Turkey fuckin’ confit? And for nine bucks? The only thing more ridiculous than the price and the fact this kind of food is available here in the first place is the taste — off the charts delicious.

Mel Allex.

The man in the kitchen is Mel Allex, a 50-year-old Peaks Islander with 33 years of culinary experience. Originally from New Jersey, Allex attended the prestigious Culinary Institute of America and was trained in the art of classical French cuisine. Before Guinn brought him to the pub about a year ago, Allex was cooking at Cinque Terre, the classy Italian restaurant on Wharf Street.

Despite his professional cred, Allex takes a no-bullshit approach to his craft. “I look at it as a trade,” he said. “I’m not a chest-pounding kind of chef. I’m a kitchen kommando.”

You can get a salad at the pub, but meat’s the main attraction (a steak salad with “choke hearts” and blue cheese costs $10). A lot of the meat comes from Smaha’s in South Portland. It’s not necessarily organic or all-natural — it couldn’t be as affordable if it was — but Allex makes the most of it, coaxing flavors out and adding others. The beef short rib I had for lunch had a dry rub on it for 24 hours, then it was seared with white wine and bay leaf and slow-cooked for five-and-a-half hours after that.

The portions are big. The pork chop is an inch-and-a-half thick. Allex said one customer ordered the chop 20 days in a row, stopping only for Lent (or maybe doctor’s orders).

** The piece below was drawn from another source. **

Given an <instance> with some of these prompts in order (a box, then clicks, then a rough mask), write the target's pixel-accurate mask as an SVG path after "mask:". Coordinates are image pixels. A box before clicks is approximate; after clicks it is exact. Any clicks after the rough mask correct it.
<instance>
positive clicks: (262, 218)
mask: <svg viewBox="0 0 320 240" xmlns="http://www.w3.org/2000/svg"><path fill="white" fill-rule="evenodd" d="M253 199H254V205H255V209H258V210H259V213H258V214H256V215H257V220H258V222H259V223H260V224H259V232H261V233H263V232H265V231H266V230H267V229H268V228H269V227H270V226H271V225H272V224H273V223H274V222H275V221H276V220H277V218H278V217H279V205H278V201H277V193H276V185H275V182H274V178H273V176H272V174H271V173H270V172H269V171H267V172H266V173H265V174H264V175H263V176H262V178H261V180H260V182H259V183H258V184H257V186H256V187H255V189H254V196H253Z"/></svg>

“I’m making real food,” said Allex. “I think about it 24/7.” In addition to the meat dishes, Allex makes breads and desserts, though these aren’t on the pub’s menu. He can butcher with the best of ’em. Given a pig, he’ll make use of “everything but the oink.” Depending on the season or Allex’s inspiration, house-made schnitzels and sausages and seafood dishes show up on the chalkboard.

There’s only one way to find out what he’s cooking from day to day: stop in, take a seat and prepare to be amazed.